You don’t have to look very far to see advertisements for new High rise apartment buildings. They are in newspapers, magazines, on radio and TV. Everywhere it seems there are new apartments for sale. I thought it would be a good idea to look at what’s behind the glossy brochures and ask a simple question from an investors point of view.
Why are they building so many apartments?
All the statistics available point to the fact that there is a looming oversupply of apartments in capital cities. The Banks reaction has been to contain lending levels in these areas by reducing the LVR’s available to specific postcodes.
The upshot to having lower LVR’s is that the investor is forced to use more of their own money to complete the purchase. Given that investing in Property is about using less of your own money, is it reasonable to purchase something that requires more of your own money than other property types? After all, an LVR is really just an indication of how confident the Banks are in a certain postcodes.
Generally, these LVR restrictions are driven by a current, or perceived, surplus of stock. You see, Banks rely on the property being sold quickly in the event of a forced sale to support their liquidity. Too many vacant apartments would impact the turnaround times and tie up money that could be lent out again. Lower LVR’s simply reveal that the Banks are worried about getting their money back in the event they have to sell someone up.

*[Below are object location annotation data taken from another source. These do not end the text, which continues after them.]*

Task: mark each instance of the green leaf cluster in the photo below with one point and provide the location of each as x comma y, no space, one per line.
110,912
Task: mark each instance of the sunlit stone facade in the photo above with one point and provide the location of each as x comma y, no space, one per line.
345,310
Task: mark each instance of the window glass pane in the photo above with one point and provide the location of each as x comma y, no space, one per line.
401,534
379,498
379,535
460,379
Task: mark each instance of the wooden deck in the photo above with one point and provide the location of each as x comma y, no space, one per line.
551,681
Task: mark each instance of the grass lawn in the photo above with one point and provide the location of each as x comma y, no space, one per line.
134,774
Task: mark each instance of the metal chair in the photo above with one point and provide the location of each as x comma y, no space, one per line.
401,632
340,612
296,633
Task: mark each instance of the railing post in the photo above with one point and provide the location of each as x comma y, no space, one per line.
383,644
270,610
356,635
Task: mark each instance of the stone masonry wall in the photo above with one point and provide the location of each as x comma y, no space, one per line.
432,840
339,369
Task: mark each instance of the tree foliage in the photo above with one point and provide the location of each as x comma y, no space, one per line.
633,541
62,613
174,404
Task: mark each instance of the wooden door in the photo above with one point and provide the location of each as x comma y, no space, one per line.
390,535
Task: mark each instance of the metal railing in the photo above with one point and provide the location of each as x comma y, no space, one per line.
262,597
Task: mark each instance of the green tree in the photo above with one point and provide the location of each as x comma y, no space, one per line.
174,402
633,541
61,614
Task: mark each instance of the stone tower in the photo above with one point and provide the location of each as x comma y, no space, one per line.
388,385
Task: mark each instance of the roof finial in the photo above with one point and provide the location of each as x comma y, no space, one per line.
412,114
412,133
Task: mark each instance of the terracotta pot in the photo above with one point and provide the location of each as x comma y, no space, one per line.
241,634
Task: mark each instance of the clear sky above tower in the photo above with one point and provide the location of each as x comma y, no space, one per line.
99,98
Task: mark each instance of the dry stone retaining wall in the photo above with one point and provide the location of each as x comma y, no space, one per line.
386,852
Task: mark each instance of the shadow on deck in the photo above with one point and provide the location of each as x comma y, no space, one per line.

Surely, if the Banks are worried about these properties values, shouldn’t you be too?
For an investor though, if you buy an apartment, the size will be crucial in attracting your tenants. The pool of potential tenants is limited and this is the exact opposite of what a property investor is looking for.
If we are truly honest we should accept that the high-rise apartment is really built only for profit, not to alleviate the housing shortage. Developers are a business after all and their profit is measured by numbers of sales, not whether the product is relevant. The other most obvious reason is that there are no vast tracts of land available in the CBD. Clearly, the only way to fit more in is to go up.
To me, there seems to be a mismatch between what type of housing is urgently needed and what creates the most profit for developers. Most Australians want a House with Land yet the numbers are way behind for this product. We could be cynical and propose that the time it takes to build a house is a lot longer than the time it takes to build the equivalent apartment. The old saying about time equals money might be at play here?
Adding to the dilemma is the fact that building more houses requires more space to fit them into. That’s why suburbs spread out from the continued demand as more and more people move in. There is also no question about demand either as none of the newer suburbs have a high number of unoccupied houses.
For an investor, property selection is always supported by the fundamentals.
Any prospective purchase should be subject to a Value Criteria to confirm an upside. Potential purchases should meet Lenders Criteria and have high LVR capability, not to borrow to that level, but to confirm that the Lenders see the same demographics as we do. Obviously this is not the only fundamental to use but these will give you an idea of how critical it is to investigate in depth.
It’s important to realise that not all suburbs have the same upside and the makeup of the people living there is going to affect the result. Clearly there is going to be more to property selection than the few points I’ve described here and while it’s good to do your research you can also engage a professional to help you.
When it comes down to it, there is really only one way of approaching the Houses versus Apartments issue. While it’s clear that each lender has very similar rules around lending to apartments and lending to houses, from a finance point of view, the answer to which is best leads us to another question altogether.
Whose money would you rather use to build your wealth?